I've been consumed with the concept of purpose. The popular mindset is such that purpose is equivalent with desire. We do not have a distinct purpose outside of what we want; we seek something, and we do what is necessary to acquire it. It is unsurprising, then, that the nature of depression lies in apathy. If our purpose is derived from the basic notion that we have something we care enough to pursue, we lose purpose when either we lose that which we used to care for, or we cease to care. Statistically, suicide is most common among individuals that have recently experienced significant loss - a job, family, etc, or have very weak ties to those entities in the first place.
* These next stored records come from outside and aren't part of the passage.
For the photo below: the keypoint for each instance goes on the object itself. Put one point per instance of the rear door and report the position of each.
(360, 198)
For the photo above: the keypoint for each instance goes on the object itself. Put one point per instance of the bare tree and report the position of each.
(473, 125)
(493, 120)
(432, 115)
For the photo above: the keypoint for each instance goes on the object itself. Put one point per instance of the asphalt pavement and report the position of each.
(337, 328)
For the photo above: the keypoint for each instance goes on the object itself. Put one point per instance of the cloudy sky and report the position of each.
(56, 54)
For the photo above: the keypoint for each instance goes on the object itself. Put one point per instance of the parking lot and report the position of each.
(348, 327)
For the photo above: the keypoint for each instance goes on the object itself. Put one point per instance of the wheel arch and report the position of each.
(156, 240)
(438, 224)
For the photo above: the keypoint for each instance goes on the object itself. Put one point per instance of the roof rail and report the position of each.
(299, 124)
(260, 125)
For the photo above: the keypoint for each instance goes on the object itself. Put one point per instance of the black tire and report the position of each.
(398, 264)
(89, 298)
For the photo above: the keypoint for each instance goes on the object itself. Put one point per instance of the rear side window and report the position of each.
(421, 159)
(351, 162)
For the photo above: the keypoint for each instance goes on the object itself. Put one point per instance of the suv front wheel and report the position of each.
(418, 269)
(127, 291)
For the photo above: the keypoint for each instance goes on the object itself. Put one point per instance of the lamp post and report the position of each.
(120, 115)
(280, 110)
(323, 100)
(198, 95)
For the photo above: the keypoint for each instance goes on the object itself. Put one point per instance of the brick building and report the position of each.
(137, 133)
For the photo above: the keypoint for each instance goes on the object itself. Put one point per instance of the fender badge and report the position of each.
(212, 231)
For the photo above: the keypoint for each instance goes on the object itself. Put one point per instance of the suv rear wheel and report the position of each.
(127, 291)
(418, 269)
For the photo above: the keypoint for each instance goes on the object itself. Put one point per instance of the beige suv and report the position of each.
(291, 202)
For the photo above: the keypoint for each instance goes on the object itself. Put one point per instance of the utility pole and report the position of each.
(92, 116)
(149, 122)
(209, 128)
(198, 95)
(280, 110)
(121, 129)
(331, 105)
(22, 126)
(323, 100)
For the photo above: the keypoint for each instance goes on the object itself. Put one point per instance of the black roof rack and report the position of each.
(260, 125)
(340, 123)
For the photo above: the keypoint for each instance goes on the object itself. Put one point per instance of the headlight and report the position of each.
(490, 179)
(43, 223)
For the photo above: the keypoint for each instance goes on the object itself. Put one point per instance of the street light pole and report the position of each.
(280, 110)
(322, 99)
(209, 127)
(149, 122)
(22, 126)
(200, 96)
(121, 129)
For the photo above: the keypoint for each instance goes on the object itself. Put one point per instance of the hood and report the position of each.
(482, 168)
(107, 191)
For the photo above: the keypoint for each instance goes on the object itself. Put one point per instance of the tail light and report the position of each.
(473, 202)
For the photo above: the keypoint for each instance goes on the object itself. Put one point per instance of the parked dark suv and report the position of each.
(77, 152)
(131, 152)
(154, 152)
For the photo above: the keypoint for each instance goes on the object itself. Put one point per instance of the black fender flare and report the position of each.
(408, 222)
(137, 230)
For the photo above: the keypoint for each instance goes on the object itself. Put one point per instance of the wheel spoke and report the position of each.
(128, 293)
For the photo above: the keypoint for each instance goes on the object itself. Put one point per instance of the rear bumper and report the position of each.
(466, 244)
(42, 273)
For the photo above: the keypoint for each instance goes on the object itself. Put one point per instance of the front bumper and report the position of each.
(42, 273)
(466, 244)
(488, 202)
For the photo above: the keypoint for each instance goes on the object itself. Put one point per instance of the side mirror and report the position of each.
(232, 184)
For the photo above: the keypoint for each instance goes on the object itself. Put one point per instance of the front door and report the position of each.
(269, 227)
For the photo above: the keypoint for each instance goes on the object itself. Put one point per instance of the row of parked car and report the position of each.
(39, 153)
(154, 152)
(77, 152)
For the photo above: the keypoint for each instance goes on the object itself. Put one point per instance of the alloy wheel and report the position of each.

The pervasiveness of simplistic evolutionary theory in my psychology classes has thus far been rather depressing. I don't buy that most of our facilities can be reduced to functions of mate selection and special superiority. That just isn't how I live my life on a day-to-day basis, nor anyone that I know. I recognize the importance and necessity of evolutionary theory in, say, biology, but I've come to think of the matter in this way: if we have evolved such that matters of morality, of love, of art and music, of poetry and film, are merely abstractions of survival mechanisms, then perhaps it is best to treat them at their abstracted level, rather than attempting to simplify them into more quantifiable terms. The process strips all that we gain in that abstraction, leaving us with very little that, to be rather blunt, makes us happy.
Perhaps what is so attractive to me about love is that it is both a desire and a purpose.